Messages Archive

Subject:
The only route to fame?
Response To:
Consider this thought ()

David Barnett
"I have come to the conclusion that if you want to be a famous disigner/maker of furniture that the only route to this fame is to get many others to adapt/copy your style."

I have to say, Bill, that I can think of perhaps a hundred early 20th century to mid-century furniture designers who didn't achieve their fame by having their designs copied or knocked off, which isn't to say they weren't in some cases copied, but that the copying was not the sole or even primary mechanism for their fame or success.

Would you say "I sure hope someone copies my designs so I can achieve fame"? I dare say Thomas Moser doesn't believe his fame derives from imitation and intellectual theft as much as from his well-protected designs and his aggressive manufacturing and marketing.

Krenov is a special case inasmuch as he promoted his designs and working methods as part of his teaching and writing, sharing his style and the means to imitate it with real generosity of spirit. Other designers, some builders, others not, work and compete at a very different level, often an elite level where the ongoing dialogue of design and their individual design vocabularies set them apart, bringing fame and notoriety without any need for imitators to elevate their reputations. In fact, some designers achieve fame in a one-off or even a prototype alone.

I think too often woodworkers live in a smaller more parochial world of their tools and techniques of making without exposure to the broader design perspectives of those who consider construction as a means to a design end, as Robin Corell points out in this very thread.
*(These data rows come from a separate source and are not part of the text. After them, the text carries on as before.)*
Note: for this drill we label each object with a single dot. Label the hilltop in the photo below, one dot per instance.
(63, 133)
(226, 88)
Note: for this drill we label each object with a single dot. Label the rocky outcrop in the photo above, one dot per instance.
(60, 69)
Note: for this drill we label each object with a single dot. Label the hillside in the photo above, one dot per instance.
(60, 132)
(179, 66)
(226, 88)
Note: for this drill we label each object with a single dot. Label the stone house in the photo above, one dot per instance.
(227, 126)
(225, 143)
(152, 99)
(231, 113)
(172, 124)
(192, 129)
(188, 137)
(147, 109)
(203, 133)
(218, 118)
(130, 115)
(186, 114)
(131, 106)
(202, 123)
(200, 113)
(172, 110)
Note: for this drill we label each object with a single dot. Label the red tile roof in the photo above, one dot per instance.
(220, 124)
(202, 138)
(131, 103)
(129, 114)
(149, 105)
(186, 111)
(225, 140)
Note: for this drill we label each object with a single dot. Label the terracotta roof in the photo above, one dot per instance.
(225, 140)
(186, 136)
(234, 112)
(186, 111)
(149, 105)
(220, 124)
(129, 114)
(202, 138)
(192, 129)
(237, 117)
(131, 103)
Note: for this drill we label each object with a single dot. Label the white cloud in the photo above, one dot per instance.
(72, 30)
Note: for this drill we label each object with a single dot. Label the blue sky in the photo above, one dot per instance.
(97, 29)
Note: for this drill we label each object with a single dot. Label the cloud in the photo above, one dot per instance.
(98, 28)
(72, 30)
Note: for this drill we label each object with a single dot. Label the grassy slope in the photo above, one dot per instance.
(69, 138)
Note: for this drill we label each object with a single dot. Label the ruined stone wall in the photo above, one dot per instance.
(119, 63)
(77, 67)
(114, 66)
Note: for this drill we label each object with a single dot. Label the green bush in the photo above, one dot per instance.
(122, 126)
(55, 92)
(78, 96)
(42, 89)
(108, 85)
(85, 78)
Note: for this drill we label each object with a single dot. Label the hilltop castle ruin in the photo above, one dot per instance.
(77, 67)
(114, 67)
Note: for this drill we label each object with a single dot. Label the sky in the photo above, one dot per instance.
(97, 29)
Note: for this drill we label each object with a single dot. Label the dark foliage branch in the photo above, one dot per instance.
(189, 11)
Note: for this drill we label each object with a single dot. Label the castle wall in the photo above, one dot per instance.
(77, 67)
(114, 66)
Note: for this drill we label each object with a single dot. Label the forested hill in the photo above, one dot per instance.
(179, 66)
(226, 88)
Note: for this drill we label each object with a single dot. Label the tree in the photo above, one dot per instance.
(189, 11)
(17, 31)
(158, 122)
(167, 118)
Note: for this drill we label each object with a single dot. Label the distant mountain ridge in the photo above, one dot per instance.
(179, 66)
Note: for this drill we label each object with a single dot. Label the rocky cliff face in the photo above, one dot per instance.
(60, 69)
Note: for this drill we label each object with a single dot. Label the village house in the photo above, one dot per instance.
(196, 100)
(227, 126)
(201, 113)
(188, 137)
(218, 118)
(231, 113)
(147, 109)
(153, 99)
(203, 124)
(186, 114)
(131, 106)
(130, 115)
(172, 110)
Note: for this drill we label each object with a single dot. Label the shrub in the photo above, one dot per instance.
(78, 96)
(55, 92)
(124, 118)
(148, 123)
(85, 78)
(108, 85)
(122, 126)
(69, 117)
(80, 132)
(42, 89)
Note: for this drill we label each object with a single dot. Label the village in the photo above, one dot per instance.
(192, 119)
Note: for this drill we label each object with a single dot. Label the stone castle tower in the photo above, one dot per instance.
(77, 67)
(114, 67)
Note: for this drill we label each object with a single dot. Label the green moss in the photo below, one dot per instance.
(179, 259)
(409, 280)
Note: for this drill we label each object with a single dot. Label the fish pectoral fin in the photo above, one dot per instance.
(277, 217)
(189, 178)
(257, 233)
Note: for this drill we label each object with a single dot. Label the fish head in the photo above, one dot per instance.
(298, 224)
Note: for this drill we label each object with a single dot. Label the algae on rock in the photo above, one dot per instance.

The pieces we see in books and magazines devoted to the studio furniture movement of mostly individual craftspersons is where most of our exposure is likely to occur. There's a wide gulf between this narrow focus, a focus where we make furniture before deciding how to design it, and the larger furniture design world, a world which often dovetails and overlaps with industrial design and architecture, where a designer says "I wonder if I were to design a chair, how would I approach it? What should a chair be?"

We simply don't talk as much about George Nelson or Poul Kjaerholm as Nakashima or Krenov, and that's understandable, as they approached their medium from an entirely different ethos and reverence for wood.

So I have to respectfully disagree with your conclusion of imitation being the only path, but it can and does happen that way from time to time.